Genome-Wide Analysis of Copy Number Variations in Normal Population Identified by SNP Arrays
Abstract
Gene copy number change is an essential characteristic of many types of cancer. However, it is important to distinguish copy number variation (CNV) in the human genome of normal individuals from bona fide abnormal copy number changes of genes specific to cancers. Based on Affymetrix 50K single nucleotide polymorphism (SNP) array data, we identified genome-wide copy number variations among 104 normal subjects from three ethnic groups that were used in the HapMap project. Our analysis revealed 155 CNV regions, of which 37% were gains and 63% were losses. About 21% (30) of the CNV regions are concordant with earlier reports.
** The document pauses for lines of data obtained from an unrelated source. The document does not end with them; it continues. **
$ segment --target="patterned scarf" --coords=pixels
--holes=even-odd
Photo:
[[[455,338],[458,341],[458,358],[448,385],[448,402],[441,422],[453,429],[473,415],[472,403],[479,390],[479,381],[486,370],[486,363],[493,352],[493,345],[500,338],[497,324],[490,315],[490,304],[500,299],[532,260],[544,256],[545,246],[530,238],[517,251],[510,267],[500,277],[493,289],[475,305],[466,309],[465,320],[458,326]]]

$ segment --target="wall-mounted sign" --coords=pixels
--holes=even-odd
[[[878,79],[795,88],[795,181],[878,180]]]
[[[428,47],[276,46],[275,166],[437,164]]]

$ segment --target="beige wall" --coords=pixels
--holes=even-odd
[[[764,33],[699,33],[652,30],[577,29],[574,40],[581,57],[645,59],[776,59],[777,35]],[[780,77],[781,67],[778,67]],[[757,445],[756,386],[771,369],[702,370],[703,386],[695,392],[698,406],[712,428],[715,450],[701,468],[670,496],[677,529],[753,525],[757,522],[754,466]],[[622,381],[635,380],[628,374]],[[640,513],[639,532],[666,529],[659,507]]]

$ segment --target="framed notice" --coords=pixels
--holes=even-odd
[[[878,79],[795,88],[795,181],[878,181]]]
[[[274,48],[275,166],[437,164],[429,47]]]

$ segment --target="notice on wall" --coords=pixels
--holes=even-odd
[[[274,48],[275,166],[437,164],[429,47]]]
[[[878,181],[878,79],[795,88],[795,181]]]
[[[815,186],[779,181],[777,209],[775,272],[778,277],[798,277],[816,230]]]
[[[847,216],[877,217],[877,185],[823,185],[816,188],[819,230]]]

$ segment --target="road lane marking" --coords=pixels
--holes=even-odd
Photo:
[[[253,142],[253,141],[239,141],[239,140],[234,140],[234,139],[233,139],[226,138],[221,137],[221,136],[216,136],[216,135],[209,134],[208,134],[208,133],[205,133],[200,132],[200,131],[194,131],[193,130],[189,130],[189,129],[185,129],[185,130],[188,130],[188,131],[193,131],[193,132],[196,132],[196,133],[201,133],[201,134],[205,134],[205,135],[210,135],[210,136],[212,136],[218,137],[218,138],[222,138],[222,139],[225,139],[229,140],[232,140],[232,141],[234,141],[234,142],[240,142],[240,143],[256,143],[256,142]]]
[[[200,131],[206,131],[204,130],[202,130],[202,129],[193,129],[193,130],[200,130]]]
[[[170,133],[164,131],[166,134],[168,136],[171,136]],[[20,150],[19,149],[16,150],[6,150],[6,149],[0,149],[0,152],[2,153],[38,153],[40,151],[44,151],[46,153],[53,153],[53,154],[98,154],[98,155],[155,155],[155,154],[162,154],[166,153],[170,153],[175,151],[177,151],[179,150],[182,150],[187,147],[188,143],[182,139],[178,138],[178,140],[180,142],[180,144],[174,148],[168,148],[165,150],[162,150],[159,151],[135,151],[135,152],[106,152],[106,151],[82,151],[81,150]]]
These 155 CNV regions are located on more than 100 cytobands across all 23 chromosomes. The CNVs range from 68bp to 18 Mb in length, with a median length of 86 Kb. Eight CNV regions were selected for validation by quantitative PCR. Analysis of genomic sequences within and adjacent to CNVs suggests that repetitive sequences such as long interspersed nuclear elements (LINEs) and long terminal repeats (LTRs) may play a role in the origin of CNVs by facilitating non-allelic homologous recombination. Thirty-two percent of the CNVs identified in this study are associated with segmental duplications. CNVs were not preferentially enriched in gene-encoding regions. Among the 364 genes that are completely encompassed by these 155 CNVs, genes related to olfactory sensory, chemical stimulus, and other physiological responses are significantly enriched. A statistical analysis of CNVs by ethnic group revealed distinct patterns regarding the CNV location and gain-to-loss ratio. The CNVs reported here will help build a more comprehensive map of genomic variations in the human genome and facilitate the differentiation between copy number variation and somatic changes in cancers. The potential roles of certain repeat elements in CNV formation, as corroborated by other studies, shed light on the origin of CNVs and will improve our understanding of the mechanisms of genomic rearrangements in the human genome.